The direct place of employment is another factor that can influence the wages of SPLs and audiologists.

These experts can be spotted in learning centers, clinics, and hospitals. Other places include short-term care centers, nursing homes, and more.

According to ASHA and BLS, the highest-paid SLPs work in skilled nursing care facilities. They make a yearly income that amounts to $95,000 to $105,850.

Home wellness workers, pediatric hospitals, outpatient centers, and rehab facilities make roughly $73,000–79,000 annually.

Furthermore, SLPs working with individual and family services earn $102,610 annually, and continuing care retirement communities and assisted living facilities for older adults make around $100,120 annually.

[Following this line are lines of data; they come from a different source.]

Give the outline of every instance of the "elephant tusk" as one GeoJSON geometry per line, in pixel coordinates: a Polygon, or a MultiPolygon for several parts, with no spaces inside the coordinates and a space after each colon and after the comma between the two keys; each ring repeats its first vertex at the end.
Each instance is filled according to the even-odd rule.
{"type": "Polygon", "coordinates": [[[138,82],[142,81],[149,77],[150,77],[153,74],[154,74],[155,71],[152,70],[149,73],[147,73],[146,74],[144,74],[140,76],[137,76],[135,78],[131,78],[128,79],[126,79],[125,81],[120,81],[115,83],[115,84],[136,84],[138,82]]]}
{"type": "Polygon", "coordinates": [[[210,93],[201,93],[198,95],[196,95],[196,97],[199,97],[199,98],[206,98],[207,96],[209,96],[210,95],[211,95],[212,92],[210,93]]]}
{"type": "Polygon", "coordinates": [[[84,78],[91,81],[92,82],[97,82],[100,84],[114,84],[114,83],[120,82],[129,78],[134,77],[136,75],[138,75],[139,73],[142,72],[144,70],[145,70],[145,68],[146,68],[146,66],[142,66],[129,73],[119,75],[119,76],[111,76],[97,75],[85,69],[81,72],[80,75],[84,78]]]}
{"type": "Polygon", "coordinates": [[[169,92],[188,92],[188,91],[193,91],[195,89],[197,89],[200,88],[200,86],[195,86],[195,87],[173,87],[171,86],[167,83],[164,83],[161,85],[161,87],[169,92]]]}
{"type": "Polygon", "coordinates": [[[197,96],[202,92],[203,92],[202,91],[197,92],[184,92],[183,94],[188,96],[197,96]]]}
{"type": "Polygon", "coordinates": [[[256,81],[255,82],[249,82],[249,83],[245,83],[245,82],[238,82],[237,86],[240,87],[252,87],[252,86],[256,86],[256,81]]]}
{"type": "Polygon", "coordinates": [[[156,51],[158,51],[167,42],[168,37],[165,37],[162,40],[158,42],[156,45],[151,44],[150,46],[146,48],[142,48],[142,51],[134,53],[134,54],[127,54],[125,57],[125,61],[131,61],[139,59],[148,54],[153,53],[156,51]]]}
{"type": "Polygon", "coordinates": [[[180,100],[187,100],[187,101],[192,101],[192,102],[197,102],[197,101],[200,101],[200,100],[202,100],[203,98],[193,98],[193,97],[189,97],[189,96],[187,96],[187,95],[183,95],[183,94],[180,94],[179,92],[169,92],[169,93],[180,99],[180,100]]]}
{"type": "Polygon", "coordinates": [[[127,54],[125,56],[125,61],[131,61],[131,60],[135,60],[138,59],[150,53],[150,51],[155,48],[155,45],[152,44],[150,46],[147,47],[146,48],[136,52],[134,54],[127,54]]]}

Audiologists working in outpatient care centers make around $90,720 annually.

Then those in specialty hospitals earn $90,020; elementary and secondary schools earn $89,060, and general medical and surgical hospitals earn $90,720.

States with the Highest Pay for Audiologists and SLP

Certain states are renowned for paying these experts the highest salaries.

According to the BLS, in 2021, Hawaii, New Jersey, Colorado, California, Connecticut, New York, the District of Columbia, and Washington pay SLPs $90,980–$102,650 annually.

Meanwhile, audiologists in North Dakota, California, Washington, the District of Columbia, and Nevada pay $95,280–$109,690 annually.

Cities With the Highest Pay for Audiologists and SLP

We also have some metropolitan areas that pay these practitioners the highest amounts. Cities like San Francisco, Oakland, and Hayward pay SLPs around $118,260 annually.

San Jose-Sunnyvale-Santa Clara pays annually; Salinas, CA; Modesto, CA; and Urban Honolulu, HI, pay $103,410,420–$11,120 annually.

Other cities, such as Santa Cruz-Watsonville, CA; Santa Maria-Santa Barbara, CA; and Vallejo-Fairfield, CA, pay these experts $102,940-$106,710 annually.

States that Pay the Lowest Salary for Audiologists and SLPs

While some states pay these experts the highest, we also have those with lower wages.

States like Mississippi, Kentucky, Florida, Louisiana, Ohio, Missouri, New Hampshire, Alabama, and North Carolina pay audiologists around $61,000–$70,570 annually.

Audiology and SLP are not only rewarding careers but exciting ones as well. You can also serve in multiple contexts in the medical industry.

You can see how much these experts can earn per year from what has been discussed. If you’re comfortable with the amount, consider becoming a speech-language pathologist or audiologist.